- From: Stephen Farrell <stephen.farrell@cs.tcd.ie>
- Date: Fri, 13 Jul 2012 23:48:58 +0100
- To: Poul-Henning Kamp <phk@phk.freebsd.dk>
- CC: "HAYASHI, Tatsuya" <lef.mutualauth@gmail.com>, "ietf-http-wg@w3.org" <ietf-http-wg@w3.org>, Brian Pane <brianp@brianp.net>
On 07/13/2012 11:05 PM, Poul-Henning Kamp wrote: > A much better strategy is to make these practices possible > and detectable, so that the users know when they are subject > to them. It *might* be a better strategy if there were a way to do it that didn't trivially expose the client to just about any bad actor, or else make the client captive to some (possibly bad) actor. I suspect that a lot of proposals along those lines will come a cropper like that, e.g. because they require a client to trust some unprotected signal from the network or else they require all clients to have some configured entity that they'll just believe about all this stuff. So that's just not easily solved.

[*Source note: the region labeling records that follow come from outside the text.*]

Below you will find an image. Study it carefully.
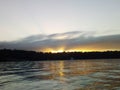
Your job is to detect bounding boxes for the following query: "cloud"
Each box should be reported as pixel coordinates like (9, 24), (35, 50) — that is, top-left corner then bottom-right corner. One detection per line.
(0, 31), (120, 51)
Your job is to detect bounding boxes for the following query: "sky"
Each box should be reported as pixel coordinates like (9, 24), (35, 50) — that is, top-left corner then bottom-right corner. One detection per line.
(0, 0), (120, 52)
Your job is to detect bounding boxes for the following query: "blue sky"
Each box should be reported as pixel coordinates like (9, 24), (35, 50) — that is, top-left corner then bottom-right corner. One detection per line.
(0, 0), (120, 41)
(0, 0), (120, 51)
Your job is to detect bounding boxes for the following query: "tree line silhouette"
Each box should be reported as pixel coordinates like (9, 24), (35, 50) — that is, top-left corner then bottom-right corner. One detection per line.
(0, 49), (120, 61)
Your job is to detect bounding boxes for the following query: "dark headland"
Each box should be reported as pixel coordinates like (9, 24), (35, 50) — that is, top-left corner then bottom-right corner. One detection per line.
(0, 49), (120, 61)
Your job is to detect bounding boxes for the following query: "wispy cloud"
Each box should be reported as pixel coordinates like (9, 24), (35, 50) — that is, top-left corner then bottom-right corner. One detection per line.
(0, 31), (120, 51)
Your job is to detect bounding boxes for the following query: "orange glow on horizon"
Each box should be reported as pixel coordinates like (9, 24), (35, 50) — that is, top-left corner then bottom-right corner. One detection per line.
(38, 47), (119, 53)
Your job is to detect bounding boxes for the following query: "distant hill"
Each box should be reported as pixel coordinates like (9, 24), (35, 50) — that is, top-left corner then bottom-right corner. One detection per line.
(0, 49), (120, 61)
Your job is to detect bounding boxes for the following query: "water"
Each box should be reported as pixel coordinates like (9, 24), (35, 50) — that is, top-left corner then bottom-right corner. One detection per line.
(0, 59), (120, 90)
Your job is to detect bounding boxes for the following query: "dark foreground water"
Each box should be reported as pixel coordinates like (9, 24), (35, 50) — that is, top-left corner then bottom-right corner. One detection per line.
(0, 59), (120, 90)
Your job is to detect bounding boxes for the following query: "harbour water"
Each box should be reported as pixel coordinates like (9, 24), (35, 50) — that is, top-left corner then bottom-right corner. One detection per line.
(0, 59), (120, 90)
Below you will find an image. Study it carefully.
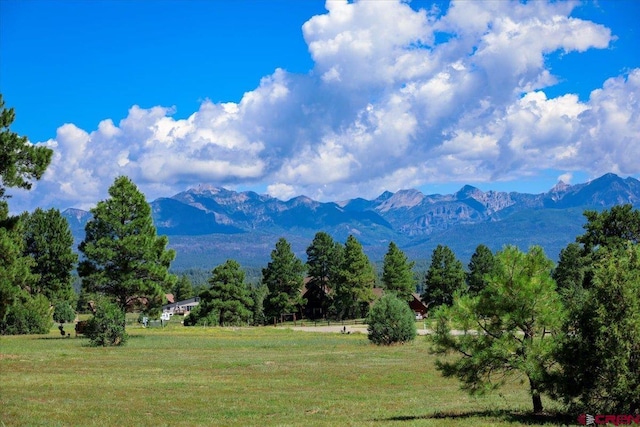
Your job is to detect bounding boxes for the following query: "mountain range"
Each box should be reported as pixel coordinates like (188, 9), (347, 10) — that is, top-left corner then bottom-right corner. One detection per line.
(63, 174), (640, 269)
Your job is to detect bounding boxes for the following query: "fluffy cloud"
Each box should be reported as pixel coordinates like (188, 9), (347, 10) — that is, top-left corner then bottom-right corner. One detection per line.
(11, 0), (640, 212)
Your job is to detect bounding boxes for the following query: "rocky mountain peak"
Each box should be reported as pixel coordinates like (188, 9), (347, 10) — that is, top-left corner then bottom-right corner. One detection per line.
(376, 189), (425, 212)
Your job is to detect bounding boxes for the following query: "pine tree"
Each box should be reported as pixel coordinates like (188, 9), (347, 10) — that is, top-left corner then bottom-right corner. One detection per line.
(466, 245), (496, 295)
(432, 246), (563, 413)
(262, 237), (305, 319)
(173, 274), (195, 302)
(333, 235), (376, 319)
(78, 176), (177, 318)
(23, 208), (78, 305)
(0, 94), (53, 334)
(0, 94), (53, 200)
(206, 260), (253, 326)
(422, 245), (466, 308)
(382, 242), (416, 301)
(307, 231), (343, 315)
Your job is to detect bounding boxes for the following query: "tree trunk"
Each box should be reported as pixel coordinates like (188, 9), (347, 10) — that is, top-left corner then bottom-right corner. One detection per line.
(529, 378), (544, 414)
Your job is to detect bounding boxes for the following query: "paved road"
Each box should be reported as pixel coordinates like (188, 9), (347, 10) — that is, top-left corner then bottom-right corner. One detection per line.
(290, 325), (431, 335)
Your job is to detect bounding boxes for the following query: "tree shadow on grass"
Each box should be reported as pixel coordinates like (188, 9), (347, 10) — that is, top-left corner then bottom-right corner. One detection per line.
(372, 409), (576, 425)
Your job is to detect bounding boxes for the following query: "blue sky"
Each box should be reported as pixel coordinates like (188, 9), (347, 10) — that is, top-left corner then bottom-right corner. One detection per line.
(0, 0), (640, 210)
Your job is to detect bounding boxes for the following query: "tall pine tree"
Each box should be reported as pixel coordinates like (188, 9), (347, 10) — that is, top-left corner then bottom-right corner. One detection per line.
(466, 245), (496, 295)
(422, 245), (466, 308)
(333, 235), (376, 319)
(78, 176), (177, 312)
(262, 237), (305, 319)
(208, 260), (253, 326)
(306, 231), (343, 317)
(382, 242), (416, 301)
(23, 208), (78, 305)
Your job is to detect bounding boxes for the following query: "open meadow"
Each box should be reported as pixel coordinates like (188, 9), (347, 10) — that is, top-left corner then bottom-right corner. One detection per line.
(0, 322), (572, 426)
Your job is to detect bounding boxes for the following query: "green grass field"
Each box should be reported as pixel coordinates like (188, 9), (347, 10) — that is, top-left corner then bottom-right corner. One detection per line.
(0, 322), (571, 426)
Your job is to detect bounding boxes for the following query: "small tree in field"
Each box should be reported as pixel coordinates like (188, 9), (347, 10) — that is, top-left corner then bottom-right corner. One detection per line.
(422, 245), (466, 308)
(432, 246), (563, 413)
(78, 176), (177, 320)
(367, 294), (416, 345)
(53, 301), (76, 335)
(382, 242), (416, 301)
(86, 298), (128, 347)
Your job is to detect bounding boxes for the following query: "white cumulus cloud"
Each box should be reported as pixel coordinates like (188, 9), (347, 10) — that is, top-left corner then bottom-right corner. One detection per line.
(7, 0), (640, 212)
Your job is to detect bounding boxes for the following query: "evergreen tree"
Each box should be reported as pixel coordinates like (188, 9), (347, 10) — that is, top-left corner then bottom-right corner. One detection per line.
(553, 243), (591, 291)
(333, 235), (376, 319)
(173, 274), (195, 302)
(307, 231), (342, 315)
(466, 245), (496, 295)
(23, 208), (78, 305)
(422, 245), (466, 308)
(576, 204), (640, 254)
(555, 242), (640, 414)
(0, 211), (38, 322)
(553, 205), (640, 413)
(0, 94), (53, 201)
(262, 237), (305, 320)
(367, 294), (416, 345)
(382, 242), (416, 301)
(249, 283), (269, 325)
(0, 98), (53, 334)
(78, 176), (176, 312)
(432, 246), (563, 413)
(205, 260), (253, 326)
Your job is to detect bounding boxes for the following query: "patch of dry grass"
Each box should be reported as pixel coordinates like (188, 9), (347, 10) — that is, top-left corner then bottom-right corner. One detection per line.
(0, 323), (568, 426)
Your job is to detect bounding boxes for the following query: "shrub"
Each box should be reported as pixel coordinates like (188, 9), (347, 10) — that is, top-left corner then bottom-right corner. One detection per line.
(0, 295), (53, 335)
(85, 299), (128, 347)
(367, 294), (416, 345)
(53, 301), (76, 325)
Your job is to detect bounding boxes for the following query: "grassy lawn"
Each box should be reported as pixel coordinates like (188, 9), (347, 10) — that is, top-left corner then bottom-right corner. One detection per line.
(0, 321), (571, 426)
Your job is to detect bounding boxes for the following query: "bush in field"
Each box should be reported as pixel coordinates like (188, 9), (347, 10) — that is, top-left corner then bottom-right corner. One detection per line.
(0, 295), (53, 335)
(53, 301), (76, 325)
(367, 294), (416, 345)
(85, 299), (128, 347)
(184, 304), (220, 326)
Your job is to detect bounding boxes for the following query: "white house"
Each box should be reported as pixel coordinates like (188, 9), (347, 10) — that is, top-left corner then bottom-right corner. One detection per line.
(162, 297), (200, 316)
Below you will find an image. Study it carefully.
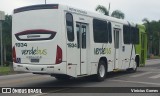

Perhaps even beyond the state of the art in the general case. But who knows. There are many smart folks involved here. I'll not hold my breath though to be honest. Having said that, the earlier discussion about having some few bits of information (host and a new session id) in an unencrypted but perhaps signed'MAC'd envelope sounds like it might help with a bunch of this. So at a high level that does sound promising. Though I guess not for the "corporate censor" part. I dunno what can be done about that. Anyway, interesting challenges ahead all right! S.